De samenwerking geeft een beter inzicht in het gebruik van waterstofvliegtuigen, de bevoorrading, infrastructuren en de tankbehoeften op luchthavens en wil in beide landen bijdragen aan de ontwikkeling van dit ecosysteem voor waterstofluchtvaart. Het onderzoek bekijkt ook welke luchthavens in beide landen omgevormd kunnen worden om ze geschikt te maken voor waterstofvliegtuigen, inclusief het bijbehorende regelgevende kader.

Dit haalbaarheidsonderzoek van een jaar dat twee landen en meer dan 50 luchthavens omvat, is de eerste stap. Het toont de gezamenlijke ambitie van de partners om hun individuele expertise in te zetten om de luchtvaartindustrie CO2-vrij te maken en in 2050 netto nul uitstoot te bereiken.

Het gebruik van waterstof voor de aansturing van toekomstige vliegtuigen vermindert naar verwachting niet alleen de uitstoot van vliegtuigen in de lucht, maar kan ook bijdragen aan het CO2-vrij maken van de grondactiviteiten binnen de luchtvaart.

maandag 5 februari 2024

Nieuwe biogasinvoeder op het gasnet van Coteq

Sinds afgelopen maand is er een nieuwe groengasinvoeder op het gasnetwerk van Coteq aangesloten die ruim 1000 kuub groen gas per uur invoedt. Dat is voldoende gas voor 6000 huishoudens.

De verwachting is dat deze vergister ongeveer 8 miljoen kuub groengas per jaar gaat invoeden op het gasnet van Coteq. Daarmee komt de totale groengasinvoeding in het gasnet van Coteq in 2024 boven de 25 miljoen kuub per jaar uit. En dat is 40 procent meer dan in 2023.

In 2023 werd bijna 18 miljoen kuub ingevoed en was het aandeel groen gas in het Coteq gasnet 11 procent. Met deze nieuwe invoeder erbij wordt dit in 2024 ruim 16 procent.

vrijdag 2 februari 2024

Podcast: Wordt het nog wat met waterstof?

De energietransitie kan niet zonder waterstof. Maar het wil maar niet vlotten met de waterstof-economie. De prijs per kilogram is in de afgelopen jaren fors toegenomen in plaats van afgenomen. 

Ook blijft het aantal projecten waar daadwerkelijk een investeringsbeslissing voor is genomen beperkt. Hoe komt dat en wordt het ooit nog wat met waterstof? 

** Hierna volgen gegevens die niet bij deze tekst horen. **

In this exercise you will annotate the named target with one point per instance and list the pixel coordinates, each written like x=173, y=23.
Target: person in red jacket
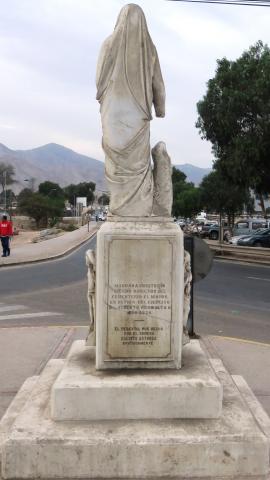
x=6, y=231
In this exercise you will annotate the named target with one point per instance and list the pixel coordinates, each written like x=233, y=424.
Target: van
x=248, y=226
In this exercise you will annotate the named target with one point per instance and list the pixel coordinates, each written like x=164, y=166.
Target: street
x=232, y=301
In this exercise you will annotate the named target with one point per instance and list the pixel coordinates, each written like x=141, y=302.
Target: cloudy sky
x=48, y=55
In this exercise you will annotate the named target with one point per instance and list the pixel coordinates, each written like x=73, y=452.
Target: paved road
x=233, y=300
x=51, y=293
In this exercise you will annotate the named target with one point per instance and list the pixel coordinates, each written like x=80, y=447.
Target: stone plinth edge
x=232, y=447
x=82, y=393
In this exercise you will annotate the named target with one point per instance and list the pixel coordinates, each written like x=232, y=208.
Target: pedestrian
x=6, y=231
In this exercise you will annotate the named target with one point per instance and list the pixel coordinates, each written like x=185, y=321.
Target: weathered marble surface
x=140, y=275
x=162, y=174
x=129, y=82
x=81, y=393
x=90, y=257
x=233, y=446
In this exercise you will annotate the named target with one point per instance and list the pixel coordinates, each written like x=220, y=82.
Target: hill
x=55, y=163
x=64, y=166
x=194, y=174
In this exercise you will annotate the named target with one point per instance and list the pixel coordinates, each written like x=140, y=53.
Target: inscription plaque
x=139, y=303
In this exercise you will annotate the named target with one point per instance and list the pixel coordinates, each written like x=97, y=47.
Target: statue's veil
x=130, y=46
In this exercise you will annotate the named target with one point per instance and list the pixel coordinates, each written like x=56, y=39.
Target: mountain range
x=64, y=166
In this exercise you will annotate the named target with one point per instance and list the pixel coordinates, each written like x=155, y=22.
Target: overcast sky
x=48, y=55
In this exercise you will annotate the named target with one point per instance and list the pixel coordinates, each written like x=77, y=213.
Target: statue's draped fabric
x=129, y=81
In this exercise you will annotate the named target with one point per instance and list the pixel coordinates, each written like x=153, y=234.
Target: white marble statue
x=129, y=82
x=162, y=174
x=187, y=293
x=90, y=257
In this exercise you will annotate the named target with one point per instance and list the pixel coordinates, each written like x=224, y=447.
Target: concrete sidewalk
x=49, y=249
x=25, y=351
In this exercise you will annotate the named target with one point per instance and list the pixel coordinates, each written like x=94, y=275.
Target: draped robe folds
x=129, y=81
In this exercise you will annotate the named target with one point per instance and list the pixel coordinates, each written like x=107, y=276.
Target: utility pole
x=5, y=190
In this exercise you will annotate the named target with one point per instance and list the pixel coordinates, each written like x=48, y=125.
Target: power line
x=250, y=3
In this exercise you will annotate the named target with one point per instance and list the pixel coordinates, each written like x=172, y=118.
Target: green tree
x=186, y=197
x=219, y=195
x=43, y=209
x=8, y=196
x=7, y=173
x=235, y=116
x=83, y=189
x=51, y=189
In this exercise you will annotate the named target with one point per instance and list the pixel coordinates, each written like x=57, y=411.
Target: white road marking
x=9, y=308
x=260, y=278
x=29, y=315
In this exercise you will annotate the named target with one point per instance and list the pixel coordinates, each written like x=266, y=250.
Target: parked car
x=213, y=232
x=234, y=240
x=204, y=232
x=258, y=239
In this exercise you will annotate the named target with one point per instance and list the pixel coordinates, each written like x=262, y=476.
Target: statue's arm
x=101, y=57
x=158, y=90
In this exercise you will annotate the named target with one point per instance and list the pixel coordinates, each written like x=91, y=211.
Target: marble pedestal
x=139, y=294
x=83, y=393
x=234, y=446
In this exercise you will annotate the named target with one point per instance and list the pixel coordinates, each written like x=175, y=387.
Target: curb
x=52, y=257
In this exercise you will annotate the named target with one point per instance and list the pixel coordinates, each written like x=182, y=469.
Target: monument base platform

In de eerste aflevering van Voetnoten van 2024 duikt Laetitia Ouilet in de stand van de waterstof-economie. Ze gaat daarvoor zes jaar terug in de tijd om te zien hoe de markt zich sindsdien heeft ontwikkeld en of dit in de lijn der verwachtingen lag.

donderdag 1 februari 2024

VoltH2 ontvangt 20 miljoen euro voor uitbouw infrastructuur voor groene waterstof in North Sea Port

VoltH2 plant twee waterstoffabrieken in North Sea Port, één in Vlissingen en één in Terneuzen. Daarvoor ontvangt het bedrijf een Europese subsidie.

De fabrieken worden gebouwd in het Zeeuwse deel van het havengebied North Sea Port. Dat is één van de regio’s in Nederland die Europese steun ontvangen om de gevolgen op te vangen van de overgang van fossiele naar groene energie.

Met een jaarlijkse productie en verbruik van bijna 600 kton waterstof is North Sea Port de grootste waterstofhub van de Benelux.

Het basisontwerp van de 150 kV-velden, het conceptontwerp van de kabelverbindingen en de 150- en 30 kV-onderstations zijn reeds in voorbereiding.